Audiences may recognize Raúl Castillo as Richie in Looking, HBO's naptime dramedy about the love lives of gay men in San Francisco. Offscreen, though, the Mexican-American Texas native has had a fruitful career as a stage actor and playwright, recently starring in Death and the Maiden at Victory Gardens and giving a raw, exhilarating lead performance in Cándido Tirado’s Fish Men for Teatro Vista, which now stages the premiere of his new play. An exceptional cast and director Ricardo Gutierrez bring out the most exciting elements of Castillo's immigration parable, but the script leaves little to be done about some critically momentum-busting trappings.
In the middle of the night, a wounded undocumented immigrant named Amparo (Ayssette Muñoz) flees from gunshots and breaks into Jesse's (Sandra Marquez) rural Texas trailer home. After a standoff, Jesse takes pity and agrees to hide the young woman from her son, Woody (Tommy Rivera-Vega), his new L.A. flame Kristen (Bryce Gangel), and a sexually aggressive, socially tone-deaf border agent (a perfectly dominating, creepy James D. Farruggio).

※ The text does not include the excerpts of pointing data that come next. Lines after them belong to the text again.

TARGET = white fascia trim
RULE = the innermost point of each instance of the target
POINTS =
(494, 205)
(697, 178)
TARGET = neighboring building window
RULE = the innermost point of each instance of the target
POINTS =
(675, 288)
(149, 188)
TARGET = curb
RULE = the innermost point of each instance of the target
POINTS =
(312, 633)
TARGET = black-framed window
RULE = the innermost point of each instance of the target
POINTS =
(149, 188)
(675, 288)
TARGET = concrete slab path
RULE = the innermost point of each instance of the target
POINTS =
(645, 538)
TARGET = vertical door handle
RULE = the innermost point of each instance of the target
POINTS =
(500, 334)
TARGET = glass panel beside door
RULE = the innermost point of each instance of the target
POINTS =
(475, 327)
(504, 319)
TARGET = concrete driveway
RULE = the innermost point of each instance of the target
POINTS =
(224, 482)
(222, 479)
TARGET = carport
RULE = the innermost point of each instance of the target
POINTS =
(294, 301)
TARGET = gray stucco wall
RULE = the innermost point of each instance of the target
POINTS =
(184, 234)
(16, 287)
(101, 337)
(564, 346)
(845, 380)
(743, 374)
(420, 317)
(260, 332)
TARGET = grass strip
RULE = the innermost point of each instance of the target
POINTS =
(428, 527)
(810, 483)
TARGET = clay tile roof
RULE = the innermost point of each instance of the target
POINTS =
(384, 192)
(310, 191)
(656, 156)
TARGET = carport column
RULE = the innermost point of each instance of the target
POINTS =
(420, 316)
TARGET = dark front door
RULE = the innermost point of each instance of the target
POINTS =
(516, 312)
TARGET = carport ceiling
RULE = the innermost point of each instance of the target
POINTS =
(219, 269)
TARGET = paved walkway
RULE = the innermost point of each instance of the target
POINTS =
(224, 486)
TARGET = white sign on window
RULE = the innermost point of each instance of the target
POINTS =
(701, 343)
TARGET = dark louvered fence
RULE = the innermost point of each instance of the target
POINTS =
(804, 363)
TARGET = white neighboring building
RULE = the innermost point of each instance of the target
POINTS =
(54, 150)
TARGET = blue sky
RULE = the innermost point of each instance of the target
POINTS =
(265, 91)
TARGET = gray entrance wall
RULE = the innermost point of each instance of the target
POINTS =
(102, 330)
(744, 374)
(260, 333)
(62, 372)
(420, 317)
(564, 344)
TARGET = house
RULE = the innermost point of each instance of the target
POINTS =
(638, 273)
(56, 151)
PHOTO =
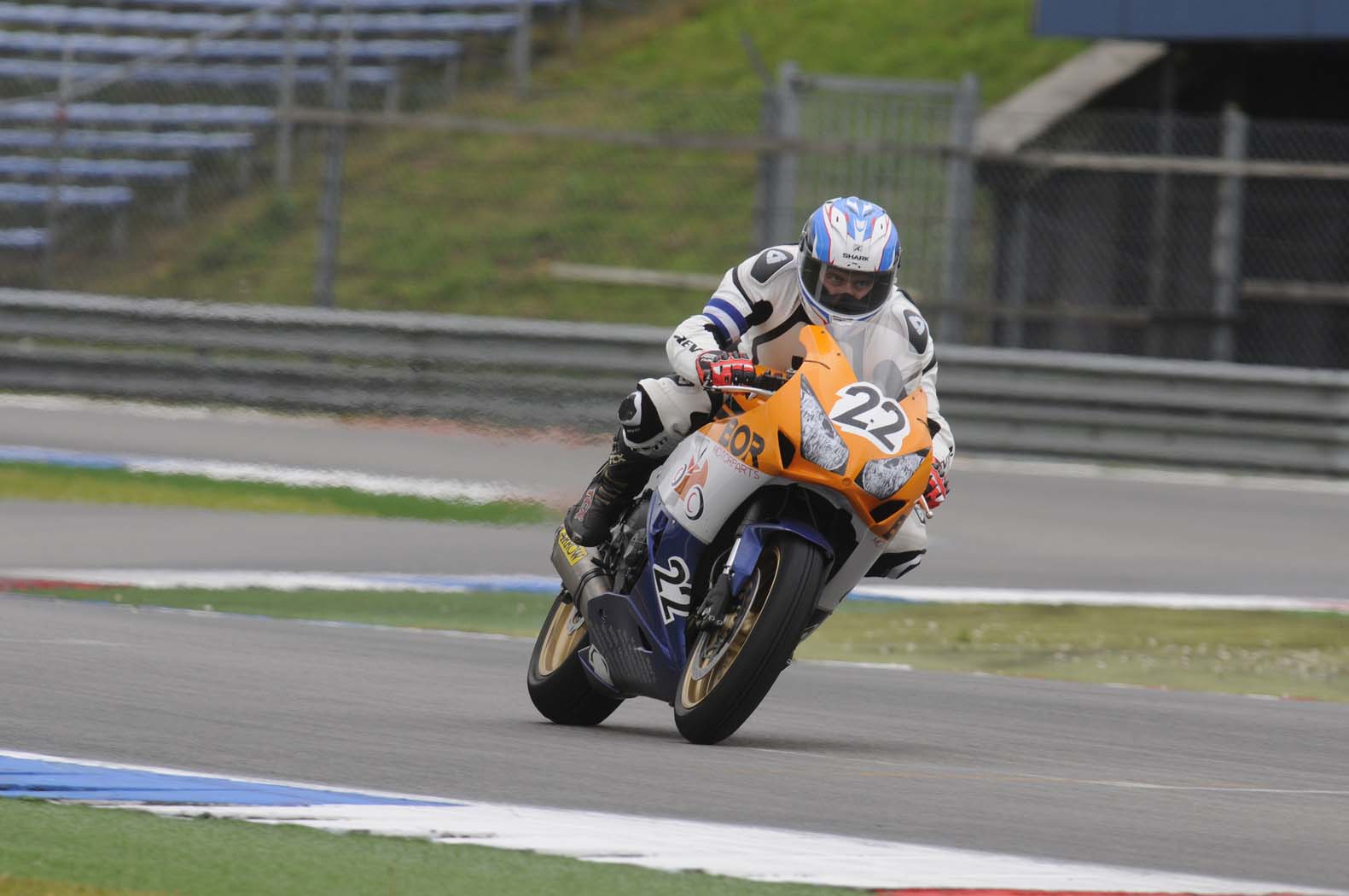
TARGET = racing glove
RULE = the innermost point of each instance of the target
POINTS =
(724, 369)
(939, 486)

Muñoz is particularly compelling and conveys affecting vulnerability and determination; without a shared language to communicate, every nuance takes on a subtlety not seen elsewhere in the metaphor-packed show. Rivera-Vega is similarly charismatic, but Castillo's heavy-handed theater-speak dialogue robs the story of its authenticity. Rather than, say, observing two characters from disparate cultures bond over Xbox Live, Castillo bluntly shoehorns in an unnatural monologue about technology. Even the richest performances can't make allusions to "jackals" and repetitive bits of magical realism seem natural.
Teatro Vista at Victory Gardens Biograph Theater. By Raúl Castillo. Directed by Ricardo Gutierrez. With ensemble cast. Running time: 1hr 30mins; no intermission.